C’est ainsi que raisonne Lonsi Koko concernant l’Afrique. Et c’est bien ainsi que raisonnaient les partisans du
régime nazi dans les pays européens occupés. En France en particulier, ce
raisonnement était le fondement de la propagande et de la politique du régime pro-nazi
de Vichy. La suite, vous devez certainement très bien la connaître. Le régime
nazi et ses supporters ont été balayés et bannis dans toute l’Europe et dans le
monde entier par les peuples européens coalisés dans un profond et vaste
mouvement de libération impliquant la
Russie soviétique et appuyé par les Etats-Unis d’Amérique
sans oublier les troupes africaines mobilisées par les colonisateurs et désignées
méprisamment par l’expression « tirailleurs
sénégalais ». En France, le terme
collaboration désigne précisément le régime de Vichy, partisan et
support local de l’occupation nazie. Ce terme de collaboration s’applique
parfaitement à Gaspard-Hubert B. Lonsi Koko au regard de la situation du Congo
et de l’Afrique. Et l’Afrique, voici tout un continent qui est envahi,
massacré, occupé, dévalisé, dépeuplé, pillé, brigandé, dans tous les sens et
tous les coins, depuis des siècles et des siècles voire des millénaires, par
l’Occident ! Et sur ce continent, aujourd’hui, l’idée même de collaboration
n’effleure presque personne chez les autochtones, surtout même parmi les
plus cultivés ! Pourtant la colonisation y est même encore fumante et continue
de battre son plein ! C’est un grand miracle réalisé par l’Occident,
d’avoir déshumanisé à ce point l’être humain, le nègre, au point de lui faire
adorer son bourreau ! L’Europe serait dans cette situation si le nazisme
s’y était éternisé. Voilà le nœud de la divergence : l’esprit et la
culture de la collaboration qui vous imprègnent !

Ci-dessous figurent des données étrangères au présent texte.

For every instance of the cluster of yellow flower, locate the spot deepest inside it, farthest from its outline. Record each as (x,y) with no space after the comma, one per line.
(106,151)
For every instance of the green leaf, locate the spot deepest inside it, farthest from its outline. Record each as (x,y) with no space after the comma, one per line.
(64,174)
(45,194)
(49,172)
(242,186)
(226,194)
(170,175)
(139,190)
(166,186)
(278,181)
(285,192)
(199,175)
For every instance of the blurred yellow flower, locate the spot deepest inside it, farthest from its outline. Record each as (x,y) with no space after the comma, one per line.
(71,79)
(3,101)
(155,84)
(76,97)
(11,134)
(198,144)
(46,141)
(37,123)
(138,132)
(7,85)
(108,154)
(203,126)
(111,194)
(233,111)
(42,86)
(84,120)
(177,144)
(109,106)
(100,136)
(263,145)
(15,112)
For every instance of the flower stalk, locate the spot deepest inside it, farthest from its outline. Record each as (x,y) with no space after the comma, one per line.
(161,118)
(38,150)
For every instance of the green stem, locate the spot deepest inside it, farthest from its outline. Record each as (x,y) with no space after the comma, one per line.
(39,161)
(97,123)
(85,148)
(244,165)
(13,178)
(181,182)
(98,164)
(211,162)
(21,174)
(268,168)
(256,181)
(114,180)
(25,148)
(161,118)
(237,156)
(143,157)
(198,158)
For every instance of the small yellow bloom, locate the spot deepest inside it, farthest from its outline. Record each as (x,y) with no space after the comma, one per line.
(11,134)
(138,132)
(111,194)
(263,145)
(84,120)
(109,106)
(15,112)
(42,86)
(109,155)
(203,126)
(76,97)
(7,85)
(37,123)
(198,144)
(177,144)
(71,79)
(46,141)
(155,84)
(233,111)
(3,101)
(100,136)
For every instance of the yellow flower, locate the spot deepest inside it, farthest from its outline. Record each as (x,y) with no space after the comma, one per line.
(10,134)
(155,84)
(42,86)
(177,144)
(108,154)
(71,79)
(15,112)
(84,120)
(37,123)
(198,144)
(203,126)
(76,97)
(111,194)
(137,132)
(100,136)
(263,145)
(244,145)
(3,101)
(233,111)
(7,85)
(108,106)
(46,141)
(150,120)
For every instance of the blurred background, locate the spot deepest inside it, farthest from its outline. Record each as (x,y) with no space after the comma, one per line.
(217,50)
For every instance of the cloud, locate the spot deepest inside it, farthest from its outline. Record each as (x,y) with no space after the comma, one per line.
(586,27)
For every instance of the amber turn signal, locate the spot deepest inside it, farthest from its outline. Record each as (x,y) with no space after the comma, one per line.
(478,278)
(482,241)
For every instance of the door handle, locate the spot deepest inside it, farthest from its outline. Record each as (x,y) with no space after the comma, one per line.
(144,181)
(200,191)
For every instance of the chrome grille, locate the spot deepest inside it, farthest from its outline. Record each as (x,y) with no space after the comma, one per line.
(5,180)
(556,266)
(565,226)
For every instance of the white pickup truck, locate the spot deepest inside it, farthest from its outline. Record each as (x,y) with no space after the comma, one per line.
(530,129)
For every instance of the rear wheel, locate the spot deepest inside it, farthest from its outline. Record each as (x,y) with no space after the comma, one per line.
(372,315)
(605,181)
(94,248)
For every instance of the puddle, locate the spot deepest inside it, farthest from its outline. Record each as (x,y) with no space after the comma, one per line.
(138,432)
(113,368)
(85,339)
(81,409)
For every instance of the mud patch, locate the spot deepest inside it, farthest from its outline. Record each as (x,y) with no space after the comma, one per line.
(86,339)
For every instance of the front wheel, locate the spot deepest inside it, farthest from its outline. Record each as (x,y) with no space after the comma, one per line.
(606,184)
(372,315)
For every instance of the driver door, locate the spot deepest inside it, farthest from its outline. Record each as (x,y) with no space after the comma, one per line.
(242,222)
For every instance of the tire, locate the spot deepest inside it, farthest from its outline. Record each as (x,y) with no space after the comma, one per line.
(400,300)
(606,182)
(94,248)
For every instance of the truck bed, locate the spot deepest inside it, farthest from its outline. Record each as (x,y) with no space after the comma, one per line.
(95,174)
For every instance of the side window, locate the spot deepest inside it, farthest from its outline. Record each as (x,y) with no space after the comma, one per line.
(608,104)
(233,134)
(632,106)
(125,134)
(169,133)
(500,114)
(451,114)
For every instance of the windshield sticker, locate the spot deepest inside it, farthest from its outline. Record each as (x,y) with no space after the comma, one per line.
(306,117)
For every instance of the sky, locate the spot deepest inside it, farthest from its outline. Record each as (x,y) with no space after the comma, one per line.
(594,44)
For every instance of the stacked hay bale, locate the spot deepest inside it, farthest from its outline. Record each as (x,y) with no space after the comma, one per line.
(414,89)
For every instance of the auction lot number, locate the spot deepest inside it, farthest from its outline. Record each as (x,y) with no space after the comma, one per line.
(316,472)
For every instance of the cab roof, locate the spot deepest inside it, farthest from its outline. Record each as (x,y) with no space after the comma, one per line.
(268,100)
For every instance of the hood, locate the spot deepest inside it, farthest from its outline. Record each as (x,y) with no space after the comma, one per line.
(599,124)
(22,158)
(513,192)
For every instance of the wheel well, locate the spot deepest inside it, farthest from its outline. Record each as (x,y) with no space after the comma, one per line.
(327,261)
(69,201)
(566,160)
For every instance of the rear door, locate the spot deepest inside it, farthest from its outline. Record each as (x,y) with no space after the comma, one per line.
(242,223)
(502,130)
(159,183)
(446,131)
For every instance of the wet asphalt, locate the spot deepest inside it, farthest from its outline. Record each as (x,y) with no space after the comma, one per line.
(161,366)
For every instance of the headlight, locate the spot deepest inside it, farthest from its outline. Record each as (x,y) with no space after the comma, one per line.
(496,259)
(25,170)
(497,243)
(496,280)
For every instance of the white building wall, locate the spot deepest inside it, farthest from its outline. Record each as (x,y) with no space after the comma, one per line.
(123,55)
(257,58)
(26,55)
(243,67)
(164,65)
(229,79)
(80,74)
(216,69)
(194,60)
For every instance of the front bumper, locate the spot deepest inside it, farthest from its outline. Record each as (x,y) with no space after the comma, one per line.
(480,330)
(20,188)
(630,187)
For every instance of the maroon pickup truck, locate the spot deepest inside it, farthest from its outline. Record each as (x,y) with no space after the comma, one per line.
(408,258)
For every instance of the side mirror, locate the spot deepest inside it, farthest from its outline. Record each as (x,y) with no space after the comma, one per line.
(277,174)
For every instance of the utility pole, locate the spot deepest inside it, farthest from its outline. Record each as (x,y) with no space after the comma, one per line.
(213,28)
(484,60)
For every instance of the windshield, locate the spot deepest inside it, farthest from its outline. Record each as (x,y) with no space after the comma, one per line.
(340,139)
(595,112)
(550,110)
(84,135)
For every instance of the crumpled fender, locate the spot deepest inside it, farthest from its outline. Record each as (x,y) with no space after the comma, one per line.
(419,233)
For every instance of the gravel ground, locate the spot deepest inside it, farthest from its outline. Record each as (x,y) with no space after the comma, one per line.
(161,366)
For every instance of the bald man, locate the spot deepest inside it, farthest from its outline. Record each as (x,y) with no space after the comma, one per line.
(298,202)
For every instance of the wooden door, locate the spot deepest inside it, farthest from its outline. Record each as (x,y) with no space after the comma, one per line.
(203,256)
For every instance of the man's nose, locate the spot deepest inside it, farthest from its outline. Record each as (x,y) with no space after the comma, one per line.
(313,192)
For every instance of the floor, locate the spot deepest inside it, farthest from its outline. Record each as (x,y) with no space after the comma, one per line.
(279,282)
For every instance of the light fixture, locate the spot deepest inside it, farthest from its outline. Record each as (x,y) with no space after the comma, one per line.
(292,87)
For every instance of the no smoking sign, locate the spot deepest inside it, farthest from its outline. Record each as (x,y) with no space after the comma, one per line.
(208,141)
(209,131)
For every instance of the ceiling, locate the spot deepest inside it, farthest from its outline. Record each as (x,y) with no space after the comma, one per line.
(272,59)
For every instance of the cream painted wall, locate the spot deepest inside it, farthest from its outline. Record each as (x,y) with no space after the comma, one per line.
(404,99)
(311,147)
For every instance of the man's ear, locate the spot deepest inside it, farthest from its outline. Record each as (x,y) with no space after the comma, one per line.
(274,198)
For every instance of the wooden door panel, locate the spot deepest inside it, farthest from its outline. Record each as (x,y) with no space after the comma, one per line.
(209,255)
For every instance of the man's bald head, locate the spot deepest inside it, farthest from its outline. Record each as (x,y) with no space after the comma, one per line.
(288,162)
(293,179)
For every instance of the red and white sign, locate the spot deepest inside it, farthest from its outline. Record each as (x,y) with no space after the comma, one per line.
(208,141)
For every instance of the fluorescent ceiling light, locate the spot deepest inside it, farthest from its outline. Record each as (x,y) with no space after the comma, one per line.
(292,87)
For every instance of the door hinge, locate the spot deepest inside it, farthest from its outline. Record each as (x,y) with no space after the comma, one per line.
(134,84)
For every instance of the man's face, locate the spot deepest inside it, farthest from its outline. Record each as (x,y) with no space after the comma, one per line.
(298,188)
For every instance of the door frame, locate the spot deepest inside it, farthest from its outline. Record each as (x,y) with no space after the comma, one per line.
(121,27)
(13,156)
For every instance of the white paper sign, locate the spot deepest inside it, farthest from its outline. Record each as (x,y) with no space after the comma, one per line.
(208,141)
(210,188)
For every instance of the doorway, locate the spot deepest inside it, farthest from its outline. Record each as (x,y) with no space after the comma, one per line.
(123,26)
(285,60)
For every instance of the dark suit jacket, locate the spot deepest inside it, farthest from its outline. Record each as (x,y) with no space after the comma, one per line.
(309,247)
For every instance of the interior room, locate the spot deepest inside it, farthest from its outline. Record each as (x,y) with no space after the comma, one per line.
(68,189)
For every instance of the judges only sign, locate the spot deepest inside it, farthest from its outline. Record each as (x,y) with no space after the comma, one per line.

Vous dites que je serais « partisans
de la révision des frontières actuelles pour permettre, par exemple, à un pays
comme le Rwanda de s’approprier le Kivu au détriment de la RD Congo ». Je dois
dire que vous êtes complètement à côté de la plaque. Je ne suis partisan de la « révision »
d’aucune frontière actuelle. « Révision »,
cela veut dire enlever la barrière ici pour la remettre là. Non ! Je suis
plutôt partisan de l’abolition totale
et définitive de toutes les frontières
héritées de la colonisation, du rétablissement, autant que faire se peut, des
Etats nationaux précoloniaux, avant les traites européennes et arabes, avec
l’intégralité de leurs cultures. Vous comprendrez que cela n’aménage pas la
voie au Rwanda de s’approprier le Kivu au détriment du Congo, ni au Congo RDC
ex-Congo belge de s’approprier le Kivu au détriment du Rwanda. Au contraire,
cela permettra à toute la région des Grands Lacs en particulier et à toute
l’Afrique Noire en général de se réconcilier avec elle-même, de reprendre le
fil perdu de son Histoire. Cela permettra encore aux peuples africains de revivre
dans la prospérité et l’harmonie dans un espace continental commun, comme autre
fois avant le débarquement des européens, comme l’avait constaté de ses propres
yeux l’explorateur allemand Léo Frobénius (1873-1938) en sillonnant l’Afrique
d’Ouest en Est, de la côte atlantique jusqu’à la côte de l’océan indien. Léo
Frobénius décrit ainsi la vie des populations qu’il avait rencontrées :
« Lorsqu’ils
arrivèrent dans la Baie
de Guinée et aboutirent à Vaïda, les capitaines furent fort étonnés de trouver
des rues bien aménagées, bordées sur une longueur de plusieurs lieues par deux
rangées d’arbres. Ils traversèrent pendant de longs jours une campagne couverte
de champs magnifiques, habitée par des hommes vêtus de costumes attachants dont
ils avaient tissé l’étoffe eux mêmes ! Plus au Sud, dans le Royaume du Congo,
une foule grouillante habillée de soie et de velours, de grands Etats bien
ordonnés, et cela dans les moindres détails, des souverains puissants, des
industries opulentes. Civilisés jusqu’à
la moelle des os ! Et toute
semblable était la condition des pays à la côte orientale, la Mozambique par exemple.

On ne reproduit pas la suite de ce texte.